The committees, in addition to coordinating and distributing aid, are remaining as politically active as possible. Many of them have issued communiqués in which they state they do not support either of the warring parties, declaring themselves hostile to the leaders of both sides and calling on the population to protect themselves and to continue working to achieve their objectives of disbanding the militias and restructuring the Sudanese Army. Kuka says that is committee has launched a campaign against the war, with graffiti on the streets and posts on the internet. “It’s all on a small scale, because it’s still too dangerous to gather a lot of people together. But we are trying to find ways for the voice of the resistance committees to be heard so that this does not become something where the only protagonists are the international community, the politicians, the military,” he says. “[We] want to preserve the idea that we, as civilians, have power.”
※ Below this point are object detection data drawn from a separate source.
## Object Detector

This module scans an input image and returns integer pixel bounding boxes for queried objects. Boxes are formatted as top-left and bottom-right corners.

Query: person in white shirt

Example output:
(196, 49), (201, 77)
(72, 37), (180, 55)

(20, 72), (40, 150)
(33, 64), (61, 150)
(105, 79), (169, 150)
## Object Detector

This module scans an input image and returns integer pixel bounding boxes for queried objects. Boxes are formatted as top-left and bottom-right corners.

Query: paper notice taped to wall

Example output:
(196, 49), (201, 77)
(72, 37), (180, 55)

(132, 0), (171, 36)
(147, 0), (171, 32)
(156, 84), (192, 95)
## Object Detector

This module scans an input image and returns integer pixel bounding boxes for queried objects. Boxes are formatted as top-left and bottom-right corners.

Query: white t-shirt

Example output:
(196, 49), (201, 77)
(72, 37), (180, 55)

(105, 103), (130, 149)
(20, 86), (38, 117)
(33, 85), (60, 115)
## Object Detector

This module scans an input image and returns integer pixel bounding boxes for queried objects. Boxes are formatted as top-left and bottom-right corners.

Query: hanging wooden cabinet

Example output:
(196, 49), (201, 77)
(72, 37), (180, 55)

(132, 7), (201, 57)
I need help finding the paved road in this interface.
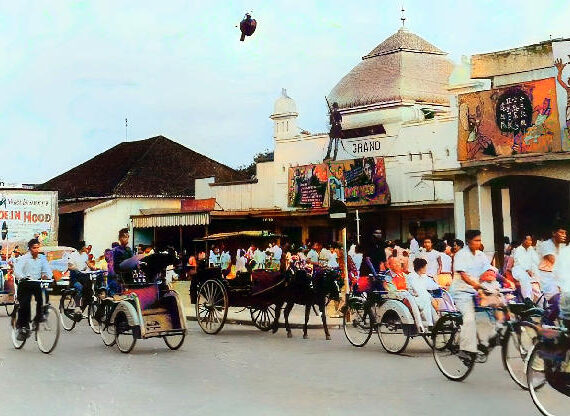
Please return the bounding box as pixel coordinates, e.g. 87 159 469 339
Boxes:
0 317 537 416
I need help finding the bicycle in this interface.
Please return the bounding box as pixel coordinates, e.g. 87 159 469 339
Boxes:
432 290 544 389
10 279 60 354
526 321 570 416
59 270 105 334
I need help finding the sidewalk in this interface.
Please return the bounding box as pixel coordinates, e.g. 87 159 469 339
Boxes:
172 281 342 329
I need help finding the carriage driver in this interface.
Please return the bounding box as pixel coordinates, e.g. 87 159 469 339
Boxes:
14 239 52 341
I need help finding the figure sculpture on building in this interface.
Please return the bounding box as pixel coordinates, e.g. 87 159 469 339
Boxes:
325 100 342 160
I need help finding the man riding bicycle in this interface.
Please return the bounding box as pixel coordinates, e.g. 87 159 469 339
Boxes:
14 239 52 341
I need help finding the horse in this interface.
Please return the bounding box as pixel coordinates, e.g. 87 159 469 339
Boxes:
273 266 340 340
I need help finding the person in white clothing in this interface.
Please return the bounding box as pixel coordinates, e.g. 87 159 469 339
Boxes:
407 258 436 328
512 235 538 300
450 230 492 354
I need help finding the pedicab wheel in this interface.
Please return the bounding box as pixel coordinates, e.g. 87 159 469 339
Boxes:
59 293 77 331
10 308 26 350
249 305 276 331
432 316 475 381
501 321 538 390
342 298 374 347
526 343 568 416
378 310 410 354
87 303 101 334
36 305 60 354
115 311 137 354
162 332 186 350
4 303 14 316
196 279 229 335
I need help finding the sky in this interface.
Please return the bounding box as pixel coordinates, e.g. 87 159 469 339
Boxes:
0 0 570 183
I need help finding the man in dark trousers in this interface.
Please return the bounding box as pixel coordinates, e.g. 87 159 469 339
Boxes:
325 102 342 160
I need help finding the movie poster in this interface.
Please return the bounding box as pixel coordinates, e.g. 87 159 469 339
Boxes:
287 164 328 208
329 157 390 206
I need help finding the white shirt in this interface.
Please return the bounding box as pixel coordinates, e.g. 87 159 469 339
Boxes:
513 246 538 273
14 253 52 280
450 246 493 292
419 249 440 277
350 253 363 274
439 253 451 274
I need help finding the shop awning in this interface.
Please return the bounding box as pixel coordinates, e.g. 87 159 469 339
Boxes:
131 212 210 228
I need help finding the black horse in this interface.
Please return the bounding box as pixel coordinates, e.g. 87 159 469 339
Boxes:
273 266 340 340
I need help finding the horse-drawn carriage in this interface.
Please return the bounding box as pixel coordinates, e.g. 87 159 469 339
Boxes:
190 231 287 334
98 253 186 353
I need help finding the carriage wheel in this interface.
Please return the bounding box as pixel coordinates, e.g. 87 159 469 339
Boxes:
378 310 410 354
4 303 14 316
162 332 186 350
249 305 276 331
526 343 569 416
501 321 538 390
432 315 475 381
36 305 60 354
115 311 137 354
10 307 26 350
196 279 229 335
59 293 77 331
342 298 374 347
At the end of February 2022, four months after the coup d’état in Sudan, the Khartoum resistance committees reached an important milestone when they agreed on and published a political charter, which outlined the main points of a proposal for a path out of the crisis the country had been plunged into, as well as the bases on which they wanted to build a new Sudan. The charter attributes Sudan’s failure to make strides since independence to an elitist political approach incapable of addressing the roots of the country’s economic, social and cultural problems. The document also states that the inability to adopt a development vision that ensures a fair and equitable distribution of power and wealth led to the rapid collapse of previous transition attempts. It calls for the construction of a modern, democratic, civilian-led state.
After it was published, a process was initiated to discuss the document with all Sudanese resistance committees, some of which had published charters of their own, in order to reach a consensus on a unified text. Despite their political activism and their organization and influence within Sudanese society, the country’s political elite, the generals who led the coup and the international community made no attempt to include the committees in negotiation processes following the removal of the transitional government.